04/21/2014 11:57 EDT | Updated 06/21/2014 05:59 EDT

Ugandan athletics body suspends national coach who faces charges of sexual harassment

KAMPALA, Uganda - Uganda's athletics body suspended a coach who is accused of sexually harassing female runners, an official said on Monday, after Ugandan police started investigating the man whose alleged misconduct has sparked calls for his arrest and prosecution.

The suspended coach, Peter Wemali, faces "a range of allegations" related to suspected sexual harassment of female runners who recently trained under him in eastern Uganda, said Beatrice Ayikoru of the Uganda Athletics Federation.

"Sexual harassment is criminal, so it has to be investigated by those who have the mandate to do so," she said, talking about an ongoing police investigation.

Wemali hasn't issued any comment on the charges.

Ayikoru said the decision to suspend Wemali was taken after some athletes complained in an unsigned letter that prompted a criminal investigation. No female runner has come forward to complain about Wemali, she said, apparently because they are afraid of retaliation.

Wemali's alleged wrongdoing was first reported by the Ugandan Olympic runner Moses Kipsiro, who told a local newspaper last month that the coach urged female runners to have sex or give birth to improve their performance. Kipsiro, who said some female runners had confided in him, told Uganda's Daily Monitor newspaper that Wemali urged the runners to have sex regularly because then "their legs move easily."

One unnamed runner told the newspaper that Wemali "threatened to chase us from (training) camp if we ever said anything or turned down his sexual advances."

Details of the allegations —as well as Kipsiro's belief that the coach was being protected by athletics officials who knew about his alleged misconduct — shocked many in this East African country and sparked calls for Wemali's arrest and prosecution. Some Ugandan lawmakers have demanded an investigation into the coach's alleged misdeeds.

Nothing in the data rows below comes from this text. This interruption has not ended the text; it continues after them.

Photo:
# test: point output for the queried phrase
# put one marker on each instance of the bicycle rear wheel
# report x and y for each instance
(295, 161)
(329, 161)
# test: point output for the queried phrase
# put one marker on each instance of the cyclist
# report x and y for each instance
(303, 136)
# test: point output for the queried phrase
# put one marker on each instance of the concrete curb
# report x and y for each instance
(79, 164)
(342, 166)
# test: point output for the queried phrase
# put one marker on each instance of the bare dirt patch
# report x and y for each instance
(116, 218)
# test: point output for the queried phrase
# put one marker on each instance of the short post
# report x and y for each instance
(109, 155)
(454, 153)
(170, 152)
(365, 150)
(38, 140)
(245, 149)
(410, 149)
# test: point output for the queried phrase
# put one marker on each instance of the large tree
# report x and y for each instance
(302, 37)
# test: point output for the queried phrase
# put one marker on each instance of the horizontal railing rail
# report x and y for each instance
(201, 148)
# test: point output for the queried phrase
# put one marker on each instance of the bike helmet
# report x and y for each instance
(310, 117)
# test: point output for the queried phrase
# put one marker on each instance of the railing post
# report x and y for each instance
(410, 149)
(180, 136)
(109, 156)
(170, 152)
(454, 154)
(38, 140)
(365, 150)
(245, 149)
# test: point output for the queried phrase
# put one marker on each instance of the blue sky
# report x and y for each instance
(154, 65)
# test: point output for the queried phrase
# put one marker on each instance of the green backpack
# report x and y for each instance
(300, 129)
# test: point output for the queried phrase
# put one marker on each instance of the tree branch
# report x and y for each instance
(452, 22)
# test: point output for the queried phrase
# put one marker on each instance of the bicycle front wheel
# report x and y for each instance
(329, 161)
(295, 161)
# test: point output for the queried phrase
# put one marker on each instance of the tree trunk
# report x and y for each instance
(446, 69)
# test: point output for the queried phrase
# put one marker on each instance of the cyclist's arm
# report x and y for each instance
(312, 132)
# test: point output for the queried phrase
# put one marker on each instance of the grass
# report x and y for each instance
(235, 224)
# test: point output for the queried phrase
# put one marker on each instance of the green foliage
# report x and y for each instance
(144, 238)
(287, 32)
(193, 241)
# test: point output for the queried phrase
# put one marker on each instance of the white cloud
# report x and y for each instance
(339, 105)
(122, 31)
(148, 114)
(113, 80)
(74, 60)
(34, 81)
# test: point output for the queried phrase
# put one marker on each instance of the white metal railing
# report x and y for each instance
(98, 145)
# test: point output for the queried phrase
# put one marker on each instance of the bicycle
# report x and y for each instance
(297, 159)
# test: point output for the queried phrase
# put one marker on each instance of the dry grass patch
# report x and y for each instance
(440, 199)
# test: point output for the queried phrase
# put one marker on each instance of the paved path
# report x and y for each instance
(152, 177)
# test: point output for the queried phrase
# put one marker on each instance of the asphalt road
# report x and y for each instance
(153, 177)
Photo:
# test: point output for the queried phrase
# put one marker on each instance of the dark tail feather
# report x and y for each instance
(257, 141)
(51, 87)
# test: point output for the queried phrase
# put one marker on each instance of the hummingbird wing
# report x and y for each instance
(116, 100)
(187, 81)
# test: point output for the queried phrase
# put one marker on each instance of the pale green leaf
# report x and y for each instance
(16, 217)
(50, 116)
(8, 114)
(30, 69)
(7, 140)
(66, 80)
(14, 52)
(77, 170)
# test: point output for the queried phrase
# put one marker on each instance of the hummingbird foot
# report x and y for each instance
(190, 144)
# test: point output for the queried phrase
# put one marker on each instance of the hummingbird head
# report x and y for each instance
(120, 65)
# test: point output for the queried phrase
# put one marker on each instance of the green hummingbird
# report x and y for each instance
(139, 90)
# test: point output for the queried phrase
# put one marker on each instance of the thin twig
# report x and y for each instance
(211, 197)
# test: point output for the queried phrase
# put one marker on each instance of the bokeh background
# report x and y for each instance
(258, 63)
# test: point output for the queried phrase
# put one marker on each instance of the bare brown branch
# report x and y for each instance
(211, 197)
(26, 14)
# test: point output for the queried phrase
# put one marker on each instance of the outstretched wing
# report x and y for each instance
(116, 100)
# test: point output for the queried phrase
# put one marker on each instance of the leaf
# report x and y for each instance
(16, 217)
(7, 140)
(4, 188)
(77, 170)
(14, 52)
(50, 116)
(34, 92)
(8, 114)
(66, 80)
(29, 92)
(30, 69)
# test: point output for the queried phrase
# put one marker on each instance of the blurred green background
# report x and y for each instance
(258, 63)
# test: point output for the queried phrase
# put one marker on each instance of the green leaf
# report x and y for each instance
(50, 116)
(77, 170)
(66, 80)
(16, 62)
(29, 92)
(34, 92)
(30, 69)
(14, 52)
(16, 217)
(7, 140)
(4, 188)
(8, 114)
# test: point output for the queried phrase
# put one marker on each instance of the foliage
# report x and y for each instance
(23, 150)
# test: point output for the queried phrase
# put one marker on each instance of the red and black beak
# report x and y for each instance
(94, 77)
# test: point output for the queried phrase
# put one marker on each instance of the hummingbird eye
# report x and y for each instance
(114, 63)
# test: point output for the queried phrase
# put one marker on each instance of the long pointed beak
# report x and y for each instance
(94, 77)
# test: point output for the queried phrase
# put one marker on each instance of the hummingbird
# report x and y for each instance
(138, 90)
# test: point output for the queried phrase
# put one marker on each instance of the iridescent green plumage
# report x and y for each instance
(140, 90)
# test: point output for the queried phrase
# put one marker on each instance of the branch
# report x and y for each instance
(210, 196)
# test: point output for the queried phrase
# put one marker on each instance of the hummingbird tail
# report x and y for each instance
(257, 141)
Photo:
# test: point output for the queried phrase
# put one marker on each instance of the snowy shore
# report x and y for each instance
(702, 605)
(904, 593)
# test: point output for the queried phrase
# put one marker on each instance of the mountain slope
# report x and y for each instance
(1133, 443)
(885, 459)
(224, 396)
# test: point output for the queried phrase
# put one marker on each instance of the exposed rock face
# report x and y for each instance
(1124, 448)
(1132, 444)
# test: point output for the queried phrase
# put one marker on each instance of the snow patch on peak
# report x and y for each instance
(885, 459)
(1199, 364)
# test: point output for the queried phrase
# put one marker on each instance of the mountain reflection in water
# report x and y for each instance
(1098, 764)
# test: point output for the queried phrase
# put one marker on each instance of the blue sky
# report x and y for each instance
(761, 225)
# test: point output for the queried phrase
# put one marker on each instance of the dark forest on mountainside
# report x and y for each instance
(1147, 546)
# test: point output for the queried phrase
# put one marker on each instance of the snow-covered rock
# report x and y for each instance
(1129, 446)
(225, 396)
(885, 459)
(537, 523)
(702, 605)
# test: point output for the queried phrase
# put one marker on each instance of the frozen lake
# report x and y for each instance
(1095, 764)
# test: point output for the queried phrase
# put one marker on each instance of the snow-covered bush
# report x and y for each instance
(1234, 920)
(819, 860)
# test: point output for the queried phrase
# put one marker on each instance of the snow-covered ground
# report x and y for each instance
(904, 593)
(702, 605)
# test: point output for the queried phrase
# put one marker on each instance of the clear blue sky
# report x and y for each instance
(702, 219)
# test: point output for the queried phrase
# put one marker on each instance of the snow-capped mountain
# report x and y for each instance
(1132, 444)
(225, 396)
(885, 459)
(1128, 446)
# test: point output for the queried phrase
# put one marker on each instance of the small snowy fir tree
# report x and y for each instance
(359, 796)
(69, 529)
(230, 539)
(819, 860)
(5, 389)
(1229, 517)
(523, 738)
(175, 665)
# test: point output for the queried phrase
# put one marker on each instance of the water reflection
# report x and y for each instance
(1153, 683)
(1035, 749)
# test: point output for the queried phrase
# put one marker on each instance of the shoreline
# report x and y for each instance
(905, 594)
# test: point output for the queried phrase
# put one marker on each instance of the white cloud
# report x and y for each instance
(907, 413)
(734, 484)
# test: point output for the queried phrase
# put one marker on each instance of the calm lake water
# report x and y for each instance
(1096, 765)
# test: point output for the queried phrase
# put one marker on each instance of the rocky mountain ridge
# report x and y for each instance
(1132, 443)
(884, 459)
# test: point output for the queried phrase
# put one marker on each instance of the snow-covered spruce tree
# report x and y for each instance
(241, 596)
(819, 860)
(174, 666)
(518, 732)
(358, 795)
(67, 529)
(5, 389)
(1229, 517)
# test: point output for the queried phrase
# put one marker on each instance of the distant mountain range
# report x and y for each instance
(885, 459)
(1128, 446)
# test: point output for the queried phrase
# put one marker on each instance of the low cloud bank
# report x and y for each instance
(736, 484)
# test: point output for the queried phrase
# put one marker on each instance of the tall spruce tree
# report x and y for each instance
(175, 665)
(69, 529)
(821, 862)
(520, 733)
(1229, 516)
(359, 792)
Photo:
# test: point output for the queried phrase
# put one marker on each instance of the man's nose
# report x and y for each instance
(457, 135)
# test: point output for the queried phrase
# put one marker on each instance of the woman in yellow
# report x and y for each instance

Wemali has long been the subject of numerous allegations involving sexual abuse of female runners, including one who quit running under unexplained circumstances, said Rafael Kasajja, a Ugandan athletics coach. But Wemali appeared to have the backing of Ugandan athletics officials, possibly discouraging his alleged victims from coming forward to launch official complaints. Without the intervention of Kipsiro, the male runner who exposed Wemali's alleged crimes, "the allegations would have remained a secret," he said.

Ayikoru, the athletics official, said Wemali could return to his job if the criminal investigation uncovers no wrongdoing.

"The suspension is temporary," she said.